Jiangsu (江苏, jiāngsū) is a long, narrow province hugging the coast south of Shandong. Low-lying, flat and wet, it is one of China’s most fertile and long-inhabited areas. Today, much of it is industrial sprawl, which is why it’s one of China’s richest areas, but there are a few gems among all the new factory towns; provincial capital Nanjing is one of the country’s great historical cities, while Suzhou is an ancient city famous throughout China for its gardens and silk production.
Visiting the region, you find yourself in a world of water. The whole area is intensively drained, canalized, irrigated and farmed, and the rivers, canals and lakes which web the plain give it much of its character. The traditional way to travel here was by boat, though passenger traffic has dwindled away to near-extinction. The traditional route across Jiangsu was the Grand Canal, once navigable all the way from Hangzhou in Zhejiang province to Beijing. The province’s other great water highway – the Yangzi River – connects Nanjing with Shanghai, ensuring that trade from both east and west continues to bring wealth to the region.

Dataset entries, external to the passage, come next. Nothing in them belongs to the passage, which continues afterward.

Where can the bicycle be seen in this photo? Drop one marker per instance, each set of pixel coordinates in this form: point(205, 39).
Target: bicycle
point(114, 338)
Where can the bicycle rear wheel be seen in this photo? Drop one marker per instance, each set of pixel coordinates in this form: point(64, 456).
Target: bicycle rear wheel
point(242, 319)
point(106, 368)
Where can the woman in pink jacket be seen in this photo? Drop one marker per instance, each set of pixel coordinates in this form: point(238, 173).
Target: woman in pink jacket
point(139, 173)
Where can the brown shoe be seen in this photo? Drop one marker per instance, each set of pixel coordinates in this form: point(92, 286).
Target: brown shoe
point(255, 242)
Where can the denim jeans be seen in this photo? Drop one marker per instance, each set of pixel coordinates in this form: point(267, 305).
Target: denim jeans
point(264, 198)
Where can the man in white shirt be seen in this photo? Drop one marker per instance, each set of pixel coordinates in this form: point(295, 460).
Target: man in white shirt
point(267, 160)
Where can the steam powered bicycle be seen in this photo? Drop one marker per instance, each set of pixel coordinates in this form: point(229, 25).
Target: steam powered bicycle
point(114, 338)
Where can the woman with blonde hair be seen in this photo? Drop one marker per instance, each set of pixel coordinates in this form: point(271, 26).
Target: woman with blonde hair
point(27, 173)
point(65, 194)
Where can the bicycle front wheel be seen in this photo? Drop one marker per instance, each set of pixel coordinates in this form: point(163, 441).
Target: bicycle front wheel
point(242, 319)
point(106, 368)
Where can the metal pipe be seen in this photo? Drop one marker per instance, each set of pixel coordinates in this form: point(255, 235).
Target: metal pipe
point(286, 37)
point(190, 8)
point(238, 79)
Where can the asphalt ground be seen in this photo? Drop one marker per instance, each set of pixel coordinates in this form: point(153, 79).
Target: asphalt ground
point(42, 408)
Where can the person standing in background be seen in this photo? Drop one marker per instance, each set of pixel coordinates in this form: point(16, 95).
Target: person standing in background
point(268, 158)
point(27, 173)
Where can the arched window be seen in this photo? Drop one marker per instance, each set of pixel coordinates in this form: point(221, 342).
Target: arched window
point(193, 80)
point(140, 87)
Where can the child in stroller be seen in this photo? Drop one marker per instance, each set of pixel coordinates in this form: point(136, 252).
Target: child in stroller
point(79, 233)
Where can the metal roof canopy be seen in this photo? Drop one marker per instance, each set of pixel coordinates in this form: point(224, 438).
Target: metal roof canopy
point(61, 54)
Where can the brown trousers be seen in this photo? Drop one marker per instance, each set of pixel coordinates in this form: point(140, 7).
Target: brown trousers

Jiangsu cuisine tends to be on the sweet side and is characterized by an emphasis on flavour rather than texture, and by the use of wine in cooking. That said, one of the best-known dishes, yanshui ya (brine duck), has none of these qualities. The duck is first pressed and salted, then steeped in brine and baked; the skin should be creamy-coloured and the flesh red and tender. Other Jiangsu dishes worth trying include majiang yaopian (pig’s intestines), jiwei xia (a lake crustacean vaguely resembling a lobster, but much better tasting, locals affirm) and paxiang jiao (a type of vegetable that resembles banana leaves).